Advance on Supply Agreements - In conjunction with entering into contracts that require the Company to sell exclusively the specified beverage products for the term of the contract, the Company has received advances from the supplier.  The Company amortizes advances on supply agreements as a reduction of food, paper and beverage cost of sales over the term of the related contract, using the straight-line method.  These advances of $73,000 and $106,000 at February 26, 2012 and February 27, 2011, respectively, are included in other long-term liabilities in the consolidated balance sheets net of $126,000 and $236,000 included in accrued liabilities as of such dates.

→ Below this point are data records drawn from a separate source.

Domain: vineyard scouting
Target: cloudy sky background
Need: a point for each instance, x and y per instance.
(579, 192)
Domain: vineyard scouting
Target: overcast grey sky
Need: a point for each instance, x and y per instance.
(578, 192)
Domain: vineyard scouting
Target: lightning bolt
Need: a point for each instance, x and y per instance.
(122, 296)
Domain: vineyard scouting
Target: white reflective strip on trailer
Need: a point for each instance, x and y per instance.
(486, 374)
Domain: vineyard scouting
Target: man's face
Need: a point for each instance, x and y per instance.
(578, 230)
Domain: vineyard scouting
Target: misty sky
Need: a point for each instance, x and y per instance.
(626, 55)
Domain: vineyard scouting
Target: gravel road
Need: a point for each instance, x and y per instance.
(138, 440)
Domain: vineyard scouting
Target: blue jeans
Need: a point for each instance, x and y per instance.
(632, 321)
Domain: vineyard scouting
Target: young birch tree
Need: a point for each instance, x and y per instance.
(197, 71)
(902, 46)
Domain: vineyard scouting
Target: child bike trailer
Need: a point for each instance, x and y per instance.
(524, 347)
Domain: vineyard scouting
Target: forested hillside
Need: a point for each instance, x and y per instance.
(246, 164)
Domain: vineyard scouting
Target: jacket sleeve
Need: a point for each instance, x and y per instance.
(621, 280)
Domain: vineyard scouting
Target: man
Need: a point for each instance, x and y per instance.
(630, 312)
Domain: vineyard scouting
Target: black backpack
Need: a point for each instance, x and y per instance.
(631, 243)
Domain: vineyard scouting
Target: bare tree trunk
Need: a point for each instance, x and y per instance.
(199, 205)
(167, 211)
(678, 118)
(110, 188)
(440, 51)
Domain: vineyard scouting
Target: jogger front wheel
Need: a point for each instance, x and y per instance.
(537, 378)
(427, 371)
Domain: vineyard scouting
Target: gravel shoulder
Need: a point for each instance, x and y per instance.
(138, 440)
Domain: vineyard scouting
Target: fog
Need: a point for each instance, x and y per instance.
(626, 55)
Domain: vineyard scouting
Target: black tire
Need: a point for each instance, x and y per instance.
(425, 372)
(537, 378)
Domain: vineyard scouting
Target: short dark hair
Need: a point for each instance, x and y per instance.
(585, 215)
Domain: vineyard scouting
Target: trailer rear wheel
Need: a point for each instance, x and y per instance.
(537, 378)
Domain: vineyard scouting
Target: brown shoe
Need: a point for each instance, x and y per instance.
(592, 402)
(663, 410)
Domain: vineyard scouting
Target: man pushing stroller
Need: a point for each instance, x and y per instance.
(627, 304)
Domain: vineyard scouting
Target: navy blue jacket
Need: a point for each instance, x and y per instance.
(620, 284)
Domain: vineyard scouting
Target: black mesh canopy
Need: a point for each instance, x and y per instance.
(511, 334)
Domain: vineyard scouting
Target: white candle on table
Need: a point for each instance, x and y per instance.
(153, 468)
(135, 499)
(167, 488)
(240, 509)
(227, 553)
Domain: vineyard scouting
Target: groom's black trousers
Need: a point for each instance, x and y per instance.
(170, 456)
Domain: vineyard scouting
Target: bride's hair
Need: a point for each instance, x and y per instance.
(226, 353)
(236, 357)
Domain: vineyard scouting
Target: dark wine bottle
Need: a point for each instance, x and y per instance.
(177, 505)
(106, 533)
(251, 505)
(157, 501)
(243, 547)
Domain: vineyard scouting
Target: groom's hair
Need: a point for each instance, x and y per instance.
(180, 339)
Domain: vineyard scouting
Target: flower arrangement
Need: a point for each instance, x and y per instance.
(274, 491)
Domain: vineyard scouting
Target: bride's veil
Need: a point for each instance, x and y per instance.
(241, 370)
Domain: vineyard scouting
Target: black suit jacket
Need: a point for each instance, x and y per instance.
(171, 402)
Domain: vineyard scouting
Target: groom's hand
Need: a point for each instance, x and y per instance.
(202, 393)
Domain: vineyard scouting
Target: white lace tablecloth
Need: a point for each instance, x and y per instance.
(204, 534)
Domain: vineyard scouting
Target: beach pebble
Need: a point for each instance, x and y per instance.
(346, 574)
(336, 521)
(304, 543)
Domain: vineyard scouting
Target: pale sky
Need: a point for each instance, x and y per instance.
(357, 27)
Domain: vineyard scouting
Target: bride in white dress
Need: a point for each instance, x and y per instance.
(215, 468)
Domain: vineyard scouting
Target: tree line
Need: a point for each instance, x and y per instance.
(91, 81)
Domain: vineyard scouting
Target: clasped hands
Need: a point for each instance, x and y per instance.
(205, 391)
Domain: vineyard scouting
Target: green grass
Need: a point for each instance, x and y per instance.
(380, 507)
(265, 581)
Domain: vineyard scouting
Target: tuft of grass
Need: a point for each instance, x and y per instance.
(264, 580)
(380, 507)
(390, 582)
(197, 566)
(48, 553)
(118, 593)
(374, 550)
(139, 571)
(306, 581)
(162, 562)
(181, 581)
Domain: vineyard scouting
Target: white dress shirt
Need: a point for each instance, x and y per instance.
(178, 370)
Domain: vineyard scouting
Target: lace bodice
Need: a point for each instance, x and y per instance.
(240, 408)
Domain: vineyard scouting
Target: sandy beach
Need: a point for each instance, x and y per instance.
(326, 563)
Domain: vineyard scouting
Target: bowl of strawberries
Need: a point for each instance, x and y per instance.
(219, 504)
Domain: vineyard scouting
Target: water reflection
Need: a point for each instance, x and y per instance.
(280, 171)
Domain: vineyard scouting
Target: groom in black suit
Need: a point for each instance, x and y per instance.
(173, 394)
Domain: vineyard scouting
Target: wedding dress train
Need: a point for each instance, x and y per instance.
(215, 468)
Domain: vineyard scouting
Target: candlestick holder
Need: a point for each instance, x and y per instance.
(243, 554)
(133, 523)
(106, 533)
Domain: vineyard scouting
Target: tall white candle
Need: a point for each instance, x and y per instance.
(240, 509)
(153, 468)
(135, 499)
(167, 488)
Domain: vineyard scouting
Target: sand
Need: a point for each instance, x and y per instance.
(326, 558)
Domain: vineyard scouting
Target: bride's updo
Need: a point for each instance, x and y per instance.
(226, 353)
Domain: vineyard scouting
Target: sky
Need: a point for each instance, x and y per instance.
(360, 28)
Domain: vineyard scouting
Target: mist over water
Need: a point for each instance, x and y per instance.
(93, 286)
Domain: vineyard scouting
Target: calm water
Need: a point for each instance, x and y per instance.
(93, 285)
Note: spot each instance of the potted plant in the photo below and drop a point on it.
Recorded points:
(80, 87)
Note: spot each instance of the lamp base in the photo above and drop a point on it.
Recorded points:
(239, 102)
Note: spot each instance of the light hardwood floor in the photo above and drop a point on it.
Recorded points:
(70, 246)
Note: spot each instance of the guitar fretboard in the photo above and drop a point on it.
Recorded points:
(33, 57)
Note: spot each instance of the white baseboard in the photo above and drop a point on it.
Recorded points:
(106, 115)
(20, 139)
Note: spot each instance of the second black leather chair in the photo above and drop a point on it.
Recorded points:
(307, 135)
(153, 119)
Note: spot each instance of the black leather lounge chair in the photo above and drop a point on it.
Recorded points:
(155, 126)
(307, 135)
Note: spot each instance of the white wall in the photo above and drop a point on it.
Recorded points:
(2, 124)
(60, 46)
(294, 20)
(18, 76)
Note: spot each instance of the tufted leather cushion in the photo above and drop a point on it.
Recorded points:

Lease Accounting - Operating lease expense is recognized on the straight-line basis over the term of the lease for those leases with fixed escalations.  The difference between the scheduled amounts and the straight-line amounts is accrued.  These accruals of $451,000 and $476,000 at February 26, 2012 and February 27, 2011, respectively, are included in other long-term liabilities in the consolidated balance sheets net of $46,000 and $60,000 included in accrued liabilities as of such dates.  Gains realized in connection with sale/leaseback transactions are deferred and recognized against future rent expense for operating leases and future depreciation expense for assets under capitalized lease obligations.  Included in “other long term liabilities” on the consolidated balance sheets for fiscal 2012 and 2011 is $11,171,000 and $3,850,000, respectively, of deferred gains on sale/leaseback transactions.

Income Taxes - The provision for income taxes is based upon income or loss before tax for financial reporting purposes.  Deferred tax assets or liabilities are recognized for the expected future tax consequences of temporary differences between the tax basis of assets and liabilities and their carrying values for financial reporting purposes.  Deferred tax assets are also recorded for operating loss and tax credit carryforwards.  A valuation allowance is recorded to reduce deferred tax assets to the amount more likely than not to be realized in the future, based on an evaluation of historical and projected profitability.  The Company accounts for uncertain tax positions in accordance with the standards included in ASC Topic 740 “Income Taxes”.  This accounting guidance requires that a position taken or expected to be taken in a tax return be recognized in the financial statements when it is more likely than not (i.e., a likelihood of more than fifty percent) that the position would be sustained upon examination by tax authorities.  A recognized tax position is then measured at the largest amount of benefit that is greater than fifty percent likely of being realized upon ultimate settlement.  It is also required that changes in judgment that result in subsequent recognition, derecognition or change in a measurement of a tax position taken in a prior annual period (including any related interest and penalties) be recognized as a discrete item in the period in which the change occurs.  It is the Company’s policy to include any penalties and interest related to income taxes in its income tax provision, however, the Company currently has no penalties or interest related to income taxes.  In general, the earliest year that the Company is subject to examination of its Federal tax returns is the fiscal year ended March 1, 2009 and of its state and local tax returns is the fiscal year ended March 2, 2008.  However, net operating loss carryforwards generated from 2002 through 2007 remain subject to adjustment by taxing authorities.

Stock-Based Compensation - For the fiscal years ended February 26, 2012 and February 27, 2011 the Company reported no stock-based compensation expense.  See Note 9 for further discussion.

Reclassifications – Certain prior period items are reclassified to conform to the current period presentations.